CRML Stock Holds Gains As Director Files Insider Sale

TIM SYKESUPDATED APR. 20, 2026, 2:32 PM ET
Reviewed by Jack Kellogg Fact-checked by Ellis Hobbs

Critical Metals Corp. stocks have been trading down by -5.69 percent amid bearish sentiment over weakening demand for critical minerals.

Candlestick Chart

Live Update At 14:32:22 EDT: On Monday, April 20, 2026 Critical Metals Corp. stock [NASDAQ: CRML] is trending down by -5.69%! Discover the key drivers behind this movement as well as our expert analysis in the detailed breakdown below.

Quick Financial Overview

CRML has been on a serious run. At the end of March, Critical Metals Corp. was closing around $7–$8. Now it’s printing near $11.84, after hitting an intraday high of $13 on the latest session. For a low-float momentum trader, that’s the textbook staircase pattern you look for — higher highs, higher lows, and big percentage swings intraday.

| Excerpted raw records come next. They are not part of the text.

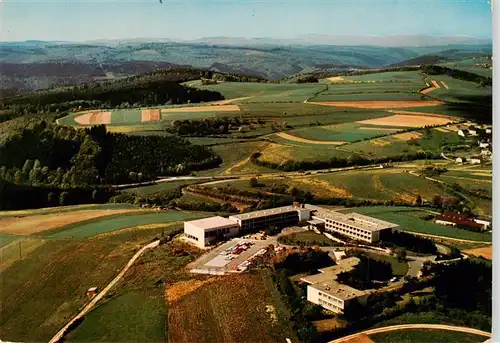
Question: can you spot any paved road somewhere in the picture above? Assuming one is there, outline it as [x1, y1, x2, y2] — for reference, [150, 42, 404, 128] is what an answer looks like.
[49, 241, 160, 343]
[329, 324, 491, 343]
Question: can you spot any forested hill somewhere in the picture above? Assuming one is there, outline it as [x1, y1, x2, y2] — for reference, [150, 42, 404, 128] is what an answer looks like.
[0, 121, 221, 189]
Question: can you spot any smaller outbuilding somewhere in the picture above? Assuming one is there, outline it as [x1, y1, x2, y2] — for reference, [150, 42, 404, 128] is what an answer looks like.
[184, 216, 240, 249]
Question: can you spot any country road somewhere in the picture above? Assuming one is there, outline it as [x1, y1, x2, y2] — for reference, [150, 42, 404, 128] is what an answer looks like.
[49, 240, 160, 343]
[329, 324, 491, 343]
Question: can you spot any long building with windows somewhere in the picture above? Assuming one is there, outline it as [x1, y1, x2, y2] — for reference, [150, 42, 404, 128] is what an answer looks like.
[300, 257, 370, 313]
[184, 216, 240, 249]
[306, 205, 399, 243]
[229, 205, 311, 232]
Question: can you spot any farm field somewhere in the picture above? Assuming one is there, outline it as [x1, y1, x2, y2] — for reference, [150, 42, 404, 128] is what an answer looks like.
[439, 57, 493, 77]
[279, 231, 338, 246]
[167, 272, 297, 342]
[213, 169, 456, 203]
[0, 204, 136, 218]
[191, 82, 325, 103]
[369, 329, 487, 343]
[42, 211, 207, 239]
[342, 206, 492, 242]
[328, 71, 425, 83]
[0, 233, 20, 248]
[290, 123, 405, 142]
[0, 208, 145, 235]
[363, 252, 409, 276]
[67, 241, 199, 342]
[123, 180, 200, 195]
[197, 140, 276, 176]
[464, 245, 493, 261]
[307, 100, 443, 109]
[431, 75, 492, 102]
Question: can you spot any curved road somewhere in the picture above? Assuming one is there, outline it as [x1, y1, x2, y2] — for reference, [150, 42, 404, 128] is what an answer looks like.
[329, 324, 491, 343]
[49, 241, 160, 343]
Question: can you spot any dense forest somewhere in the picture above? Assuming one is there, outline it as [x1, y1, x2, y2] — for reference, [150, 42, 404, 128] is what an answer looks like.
[0, 121, 221, 188]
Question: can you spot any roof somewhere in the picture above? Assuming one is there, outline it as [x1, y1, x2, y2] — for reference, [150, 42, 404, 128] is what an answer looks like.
[185, 216, 237, 230]
[229, 206, 304, 220]
[309, 281, 368, 300]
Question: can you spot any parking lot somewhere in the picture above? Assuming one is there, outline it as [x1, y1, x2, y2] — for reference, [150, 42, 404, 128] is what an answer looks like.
[188, 238, 276, 275]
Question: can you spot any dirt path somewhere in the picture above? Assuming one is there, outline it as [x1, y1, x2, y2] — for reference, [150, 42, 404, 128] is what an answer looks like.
[329, 324, 491, 343]
[276, 132, 346, 145]
[49, 240, 160, 343]
[0, 208, 145, 235]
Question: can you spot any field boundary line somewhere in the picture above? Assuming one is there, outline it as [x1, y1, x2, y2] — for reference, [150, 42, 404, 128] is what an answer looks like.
[328, 324, 491, 343]
[49, 240, 160, 343]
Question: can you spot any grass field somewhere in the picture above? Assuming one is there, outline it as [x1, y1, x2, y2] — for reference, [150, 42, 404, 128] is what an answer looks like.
[67, 242, 199, 342]
[168, 272, 297, 342]
[364, 253, 409, 276]
[191, 82, 325, 103]
[0, 233, 20, 248]
[369, 329, 487, 343]
[42, 211, 207, 239]
[0, 230, 170, 342]
[430, 75, 492, 102]
[344, 206, 492, 242]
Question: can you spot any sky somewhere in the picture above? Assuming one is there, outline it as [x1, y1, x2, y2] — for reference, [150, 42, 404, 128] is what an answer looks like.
[0, 0, 492, 41]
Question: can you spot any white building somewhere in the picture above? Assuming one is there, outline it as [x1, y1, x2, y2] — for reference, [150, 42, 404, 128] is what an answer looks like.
[300, 257, 370, 313]
[184, 216, 240, 249]
[308, 206, 399, 243]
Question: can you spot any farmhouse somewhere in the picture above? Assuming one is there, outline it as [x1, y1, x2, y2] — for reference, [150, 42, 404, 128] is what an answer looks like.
[308, 205, 399, 243]
[300, 257, 370, 313]
[184, 216, 240, 249]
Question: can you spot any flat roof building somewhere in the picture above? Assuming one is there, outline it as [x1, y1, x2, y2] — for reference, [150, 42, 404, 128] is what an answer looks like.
[229, 206, 310, 232]
[184, 216, 240, 249]
[307, 206, 399, 243]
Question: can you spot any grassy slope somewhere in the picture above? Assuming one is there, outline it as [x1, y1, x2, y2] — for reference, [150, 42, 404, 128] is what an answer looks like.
[0, 204, 134, 218]
[67, 242, 198, 342]
[42, 211, 207, 239]
[370, 329, 487, 343]
[169, 272, 295, 342]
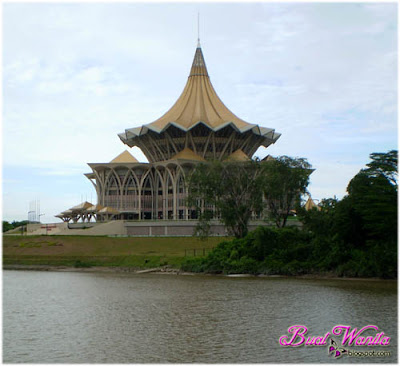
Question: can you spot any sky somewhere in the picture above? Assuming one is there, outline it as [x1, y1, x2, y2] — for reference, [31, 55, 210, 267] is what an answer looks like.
[2, 2, 398, 223]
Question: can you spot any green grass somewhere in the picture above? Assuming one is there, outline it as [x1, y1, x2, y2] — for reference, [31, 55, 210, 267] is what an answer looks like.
[3, 236, 226, 268]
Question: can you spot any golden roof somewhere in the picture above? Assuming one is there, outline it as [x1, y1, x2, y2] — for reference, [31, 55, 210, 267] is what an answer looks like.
[70, 201, 93, 213]
[110, 150, 138, 163]
[170, 147, 206, 161]
[225, 149, 251, 161]
[98, 206, 119, 215]
[146, 47, 253, 131]
[86, 204, 104, 212]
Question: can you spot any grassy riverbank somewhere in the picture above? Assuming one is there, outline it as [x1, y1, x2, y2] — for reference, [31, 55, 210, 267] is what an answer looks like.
[3, 235, 226, 268]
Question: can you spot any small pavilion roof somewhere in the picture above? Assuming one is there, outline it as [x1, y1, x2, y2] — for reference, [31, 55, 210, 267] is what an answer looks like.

On the tape, the 5‑minute chart shows CRML fading off the morning spike but holding a tight band between roughly $11.75 and $12 through midday, with plenty of liquidity. That tells traders there’s still strong interest, not a total rug pull. Critical Metals Corp. keeps bouncing back from dips, which often draws dip-buyers and short-covering.

Fundamentally, CRML is all story and speculation right now. Revenue sits around $0.56M against an enterprise value near $1.59B, implying a sky‑high price‑to‑sales ratio over 2,800 and a price‑to‑book near 17.25. Return on capital is deeply negative. Critical Metals Corp. has cash of about $7.3M, some long‑term debt near $15M, and only four employees. For traders, that profile screams “speculative momentum,” not stable cash cow.

Why Traders Are Watching CRML Insider Activity

The latest headline around CRML is not a huge contract or an earnings surprise. It’s an insider sale. Director Mykhailo Zhernov sold 50,000 Critical Metals Corp. shares for roughly $402,750 on 2026/03/23, according to a fresh SEC Form 4. On its own, insider selling makes a lot of traders nervous. They see “director sells” and think “top.”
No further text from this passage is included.